The decision is one of the first major changes at Tribune Co.'s flagship newspaper since the company was taken private by real-estate billionaire Sam Zell. It also reflects the ongoing transition in classifieds. Over the last decade, classified listings--which at one time accounted for one-third to a half of all newspaper revenues--have migrated to Web sites that offer greater volume, interactivity, and search functions.
In the first three quarters of 2007, total newspaper classified revenues fell 13.2%, 16.4%, and 17%, according to the Newspaper Association of America. The Tribune Co., publisher of The Chicago Tribune and the Los Angeles Times among others, is certainly feeling the heat. In the third quarter of 2007 (the last for which data is available), classified revenue tumbled 18% compared to the same period in 2006.

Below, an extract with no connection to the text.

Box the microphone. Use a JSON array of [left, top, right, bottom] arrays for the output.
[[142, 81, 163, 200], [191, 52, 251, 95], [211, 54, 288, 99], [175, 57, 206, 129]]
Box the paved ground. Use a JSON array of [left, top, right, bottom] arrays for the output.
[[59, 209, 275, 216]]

With demand for print classifieds waning, newspaper companies may now be able to achieve substantial cost savings by scaling back or axing them altogether. That's especially true in light of a recent note Deutsche Bank to investors predicting that newsprint prices will rise 20% in 2008, compared to 2007, negatively affecting the earnings of most major newspaper companies.
As their print classifieds business collapses, newspapers are struggling to rebuild this profit center online, contending with sites like Craigslist and other local list services. One strategy is to affiliate with other newspaper owners in networks like CareerBuilder that share classified listings.
Many newspapers are also entering into hybrid partnerships with online properties like Monster, Yahoo's HotJobs (part of Yahoo's newspaper consortium) and Zillow for real estate.